Some adaptations were made to write mathematical notation on
the keyboard:
1. "a^b" means
"a to the power b" or "a with superscript b".
2. "a_b" means
"a with the subscript b".
3. "<="
means "less than or equal to".
4. "Theta"
is the Greek capital theta.
Purposes of the Course
- Learn to estimate and use information on running time:
This is covered in Chapters 1-4 and in Appendix B. There
are a couple of points that could be emphazied more. First,
worst-case run time can be more important that average-run time
if the algorithm is used in a time-critical application such
as controlling a robot's response to pontentially dangerous situations. Second,
although our study of average-case run times assumes all initial
situations are equally likely, this assumption may fail.
In that case, we can be misled. For example, the average
running time for Quicksort is better than for Mergesort but if
input is frequently sorted, then Quicksort may be slower.
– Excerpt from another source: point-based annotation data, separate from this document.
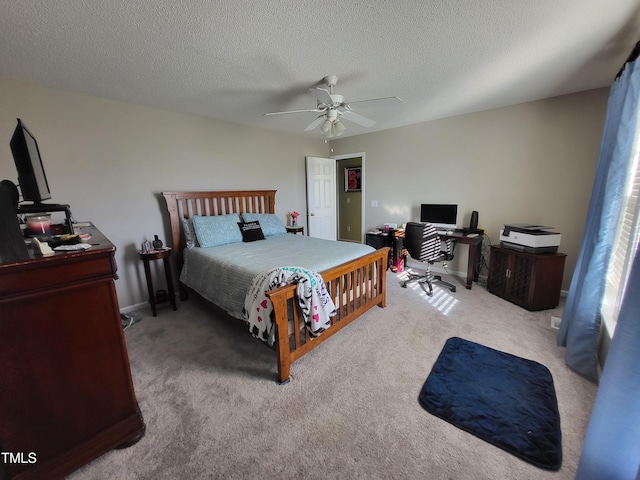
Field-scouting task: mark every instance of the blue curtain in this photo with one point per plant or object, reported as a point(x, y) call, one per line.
point(611, 448)
point(580, 326)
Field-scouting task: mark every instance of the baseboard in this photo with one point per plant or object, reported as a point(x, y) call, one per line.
point(132, 308)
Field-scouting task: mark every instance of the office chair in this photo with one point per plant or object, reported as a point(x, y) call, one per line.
point(423, 244)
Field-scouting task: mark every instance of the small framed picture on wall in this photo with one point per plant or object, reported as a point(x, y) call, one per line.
point(353, 179)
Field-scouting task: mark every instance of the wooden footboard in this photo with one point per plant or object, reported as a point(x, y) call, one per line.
point(355, 287)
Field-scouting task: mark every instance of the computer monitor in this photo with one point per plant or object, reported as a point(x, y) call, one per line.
point(440, 215)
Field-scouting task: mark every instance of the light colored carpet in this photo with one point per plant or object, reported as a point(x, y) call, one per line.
point(213, 410)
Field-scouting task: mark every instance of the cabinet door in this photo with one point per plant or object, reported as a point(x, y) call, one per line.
point(498, 281)
point(521, 275)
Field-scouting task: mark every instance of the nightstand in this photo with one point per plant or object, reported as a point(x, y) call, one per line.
point(165, 255)
point(295, 229)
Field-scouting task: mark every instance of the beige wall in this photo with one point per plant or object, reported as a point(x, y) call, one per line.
point(528, 163)
point(109, 161)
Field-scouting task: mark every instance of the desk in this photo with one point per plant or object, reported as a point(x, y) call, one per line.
point(475, 253)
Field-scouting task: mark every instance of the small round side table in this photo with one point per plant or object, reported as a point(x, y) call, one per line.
point(165, 255)
point(295, 229)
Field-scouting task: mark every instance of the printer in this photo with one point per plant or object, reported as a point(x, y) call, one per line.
point(529, 238)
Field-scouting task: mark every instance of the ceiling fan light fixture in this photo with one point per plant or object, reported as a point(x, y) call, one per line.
point(326, 126)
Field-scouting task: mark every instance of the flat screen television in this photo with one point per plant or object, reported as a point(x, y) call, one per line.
point(26, 154)
point(440, 215)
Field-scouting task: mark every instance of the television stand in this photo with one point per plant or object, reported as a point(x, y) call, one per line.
point(49, 207)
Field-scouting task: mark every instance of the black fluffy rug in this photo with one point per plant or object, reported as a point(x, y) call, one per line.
point(503, 399)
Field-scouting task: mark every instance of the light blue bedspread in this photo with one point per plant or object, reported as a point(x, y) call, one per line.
point(223, 274)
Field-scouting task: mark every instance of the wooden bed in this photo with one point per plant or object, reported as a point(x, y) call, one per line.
point(355, 286)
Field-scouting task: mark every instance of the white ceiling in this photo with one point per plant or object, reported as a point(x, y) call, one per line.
point(236, 60)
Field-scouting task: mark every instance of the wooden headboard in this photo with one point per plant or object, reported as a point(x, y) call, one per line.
point(186, 204)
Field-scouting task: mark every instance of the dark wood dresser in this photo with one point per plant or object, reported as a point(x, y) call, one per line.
point(531, 281)
point(66, 394)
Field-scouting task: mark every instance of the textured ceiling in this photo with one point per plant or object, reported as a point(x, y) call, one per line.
point(237, 60)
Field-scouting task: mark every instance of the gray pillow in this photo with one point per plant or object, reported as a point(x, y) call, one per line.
point(189, 233)
point(212, 231)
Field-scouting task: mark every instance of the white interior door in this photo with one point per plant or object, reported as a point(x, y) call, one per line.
point(321, 198)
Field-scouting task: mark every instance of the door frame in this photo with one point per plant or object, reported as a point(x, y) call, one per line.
point(360, 155)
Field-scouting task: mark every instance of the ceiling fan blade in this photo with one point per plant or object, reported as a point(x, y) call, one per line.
point(377, 99)
point(315, 123)
point(357, 118)
point(293, 111)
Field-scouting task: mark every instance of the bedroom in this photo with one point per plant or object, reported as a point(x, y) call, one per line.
point(533, 161)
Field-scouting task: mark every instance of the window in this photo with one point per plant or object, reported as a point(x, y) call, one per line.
point(624, 247)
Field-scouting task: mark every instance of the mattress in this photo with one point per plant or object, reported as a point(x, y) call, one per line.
point(222, 274)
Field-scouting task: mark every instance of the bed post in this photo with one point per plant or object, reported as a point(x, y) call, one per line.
point(283, 352)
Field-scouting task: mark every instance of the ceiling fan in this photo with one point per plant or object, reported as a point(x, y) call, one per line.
point(332, 107)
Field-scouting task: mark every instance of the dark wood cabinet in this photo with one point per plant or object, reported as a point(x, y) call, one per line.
point(66, 393)
point(531, 281)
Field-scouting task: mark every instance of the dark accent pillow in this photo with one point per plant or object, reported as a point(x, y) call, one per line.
point(251, 231)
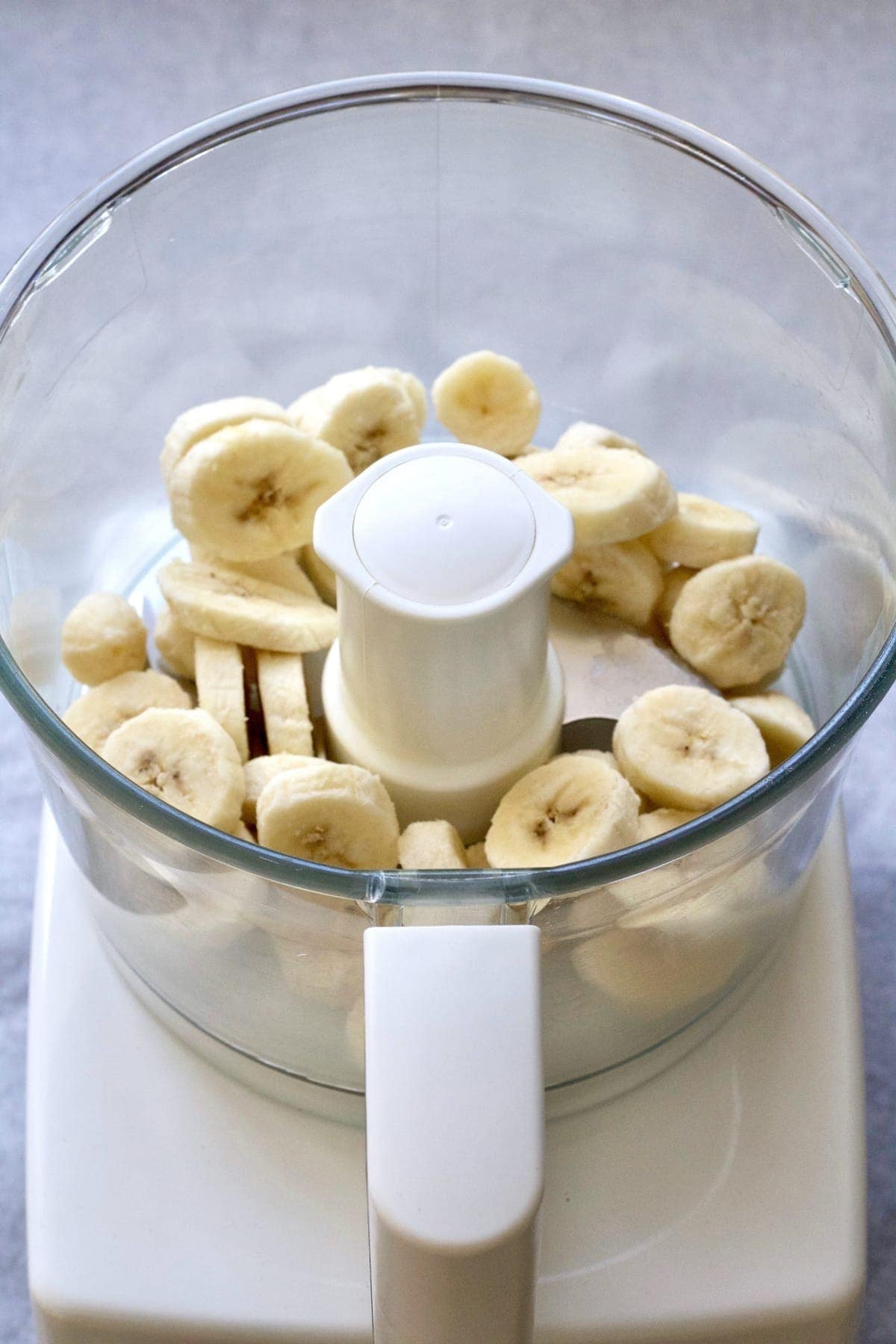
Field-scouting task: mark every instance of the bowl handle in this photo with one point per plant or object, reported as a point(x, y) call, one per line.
point(454, 1132)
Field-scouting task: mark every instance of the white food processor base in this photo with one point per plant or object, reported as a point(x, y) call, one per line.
point(722, 1201)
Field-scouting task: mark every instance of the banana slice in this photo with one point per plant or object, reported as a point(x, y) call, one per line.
point(250, 491)
point(99, 712)
point(430, 844)
point(366, 413)
point(736, 620)
point(186, 759)
point(281, 685)
point(573, 808)
point(785, 725)
point(476, 855)
point(282, 570)
point(703, 532)
point(226, 605)
point(685, 747)
point(488, 399)
point(613, 497)
point(665, 965)
point(673, 581)
point(622, 579)
point(662, 819)
point(320, 574)
point(220, 688)
point(199, 423)
point(260, 771)
point(176, 644)
point(585, 435)
point(339, 815)
point(101, 638)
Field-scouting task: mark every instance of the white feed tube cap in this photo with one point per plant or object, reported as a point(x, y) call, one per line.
point(442, 680)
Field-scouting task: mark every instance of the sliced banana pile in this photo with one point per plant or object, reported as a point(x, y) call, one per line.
point(230, 738)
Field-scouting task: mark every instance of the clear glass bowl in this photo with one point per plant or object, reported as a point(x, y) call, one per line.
point(649, 277)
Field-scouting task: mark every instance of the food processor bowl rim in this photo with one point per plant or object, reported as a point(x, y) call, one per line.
point(514, 886)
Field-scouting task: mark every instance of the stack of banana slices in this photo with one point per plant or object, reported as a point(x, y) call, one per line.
point(223, 732)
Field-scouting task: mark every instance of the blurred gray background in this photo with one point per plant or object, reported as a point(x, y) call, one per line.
point(809, 87)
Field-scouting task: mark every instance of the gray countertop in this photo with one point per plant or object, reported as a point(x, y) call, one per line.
point(809, 87)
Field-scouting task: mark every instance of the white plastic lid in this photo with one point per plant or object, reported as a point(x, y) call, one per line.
point(444, 530)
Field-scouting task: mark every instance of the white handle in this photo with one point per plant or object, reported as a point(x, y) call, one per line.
point(454, 1132)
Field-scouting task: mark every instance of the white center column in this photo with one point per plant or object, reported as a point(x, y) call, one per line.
point(442, 680)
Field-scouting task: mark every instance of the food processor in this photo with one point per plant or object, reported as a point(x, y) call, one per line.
point(684, 1009)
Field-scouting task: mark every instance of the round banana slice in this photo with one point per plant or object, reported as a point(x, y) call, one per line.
point(736, 620)
point(622, 579)
point(176, 644)
point(573, 808)
point(186, 759)
point(673, 581)
point(339, 815)
point(662, 819)
point(703, 532)
point(100, 712)
point(250, 491)
point(282, 570)
point(101, 638)
point(199, 423)
point(476, 855)
point(414, 389)
point(260, 771)
point(613, 497)
point(430, 844)
point(488, 399)
point(220, 688)
point(319, 573)
point(281, 687)
point(685, 747)
point(785, 725)
point(366, 413)
point(226, 605)
point(585, 435)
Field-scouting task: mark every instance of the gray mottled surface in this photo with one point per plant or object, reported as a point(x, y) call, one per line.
point(806, 85)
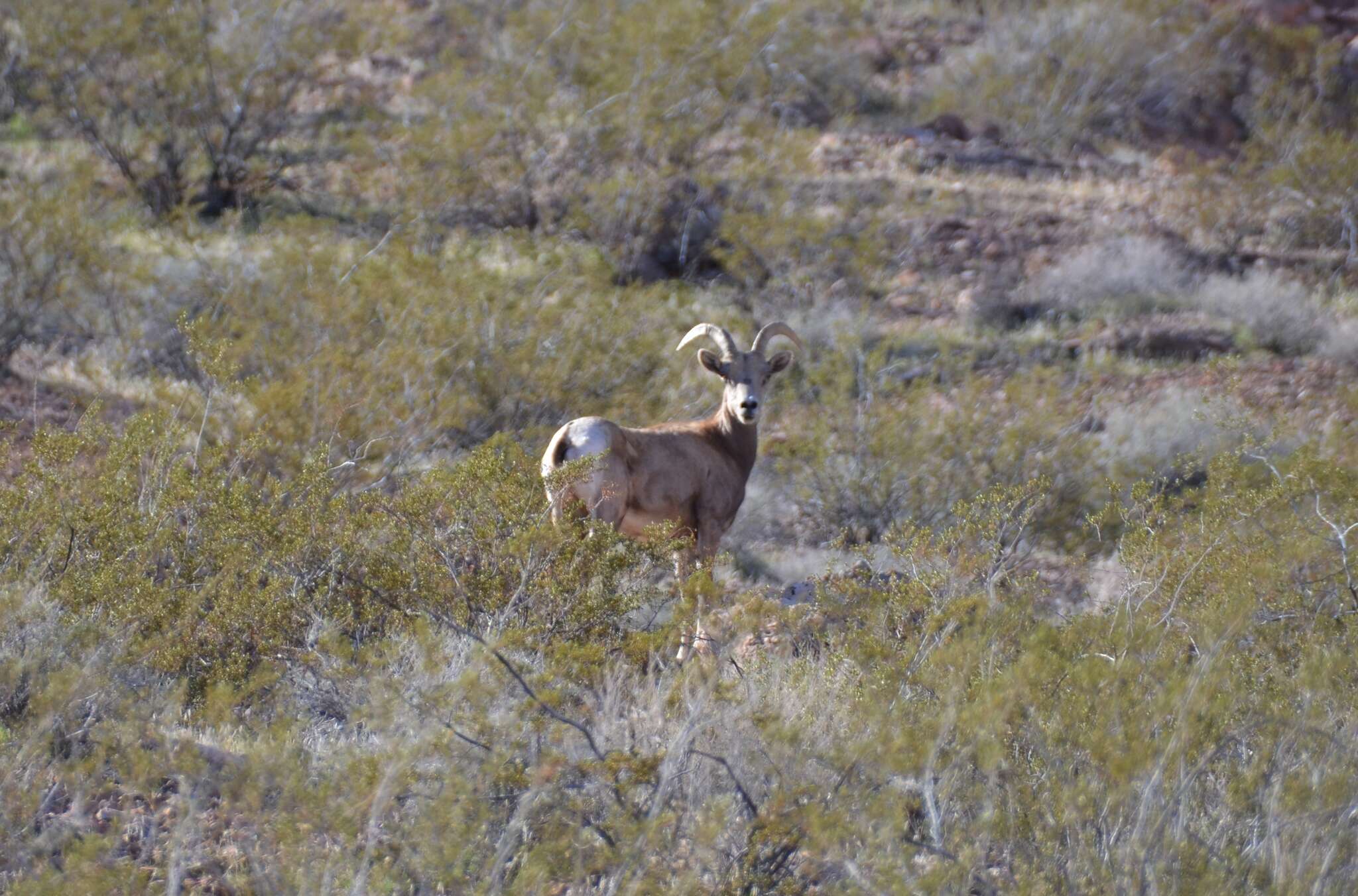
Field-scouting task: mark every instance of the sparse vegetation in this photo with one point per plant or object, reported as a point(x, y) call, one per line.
point(1046, 576)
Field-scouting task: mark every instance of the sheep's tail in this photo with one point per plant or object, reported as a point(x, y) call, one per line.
point(552, 461)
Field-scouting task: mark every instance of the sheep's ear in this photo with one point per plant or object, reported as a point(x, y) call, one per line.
point(712, 361)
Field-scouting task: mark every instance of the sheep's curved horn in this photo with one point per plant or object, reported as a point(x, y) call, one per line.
point(772, 330)
point(717, 334)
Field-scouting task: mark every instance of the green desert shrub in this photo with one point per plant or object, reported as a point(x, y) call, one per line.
point(943, 734)
point(891, 454)
point(219, 567)
point(186, 102)
point(58, 277)
point(1064, 72)
point(607, 121)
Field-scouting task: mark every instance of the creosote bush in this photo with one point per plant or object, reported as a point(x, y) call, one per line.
point(944, 705)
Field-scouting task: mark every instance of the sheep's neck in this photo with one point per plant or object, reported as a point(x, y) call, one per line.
point(741, 440)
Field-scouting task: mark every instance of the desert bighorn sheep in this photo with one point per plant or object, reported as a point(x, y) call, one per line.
point(693, 474)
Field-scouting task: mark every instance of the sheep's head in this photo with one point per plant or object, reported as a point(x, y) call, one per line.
point(745, 374)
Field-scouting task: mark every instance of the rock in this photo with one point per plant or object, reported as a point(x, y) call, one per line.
point(950, 125)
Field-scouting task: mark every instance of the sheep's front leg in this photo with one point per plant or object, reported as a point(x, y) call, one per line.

- Learn to recognize different types of algorithms and their
strengths and weaknesses: Some information on this
is given at the start of the notes for Chapters 2-4.
- Be introduced to the subject of obtain lower bounds for
problems: See Chapters 7 and 8.
- Learn some things about designing algorithms:
Mostly this is learning by studying algorithms. In general,
designing an efficient algorithm for a new problem is difficult. There
are some general principles to keep in mind.
- Try to solve the problem by thinking in terms of an algorithm
type.
- Be open to the idea of keeping track of additional data in
designing an algorithm. Examples where this is needed:
Exercises 2.42 and 3.33, the D^(k)[i][j]
arrays in Floyd's algorithm (without them, there's no smaller
problem to build on for dynamic programming!), the touch[ ] array in Dijkstra's algorithm
(although this could be considered just a matter of efficiency)
- If numbers are involved, sorting may improve efficiency. (Kruskal's
algorithm sorts edges, sorting is done in the 0-1 Knapsack problem
to obtain an order for making decisions, and there are many other
examples)
- Keeping track of additional data may improve efficiency.
- Appropriate data structures may improve efficiency.
This may be as simple as a sorted list (noted earlier), or may
be more complex as in Kruskal's algorithm.
Brief Notes on Neapolitan and Naimipour Text
Ch. 1 Ch. 2 Ch.
3 Ch. 4 Ch. 5 App.
A App. B
You can step through some of the algorithms
in the text by going to http://students.ceid.upatras.gr/~papagel/, clicking on "Algorithms Tutoring Web Page",
and choosing an algorithm. (Thanks to Long Huynh, 188 student,
Spring 2000.)
- page vii: Read to learn about the nature
of the text.
- page viii: Read to get a quick overview of the
text.
Chapter
1
- page 26: You can do arithmetic with O(...)
notation beyond what the text discusses. I'll
discuss it very briefly in class since it appears in the literature.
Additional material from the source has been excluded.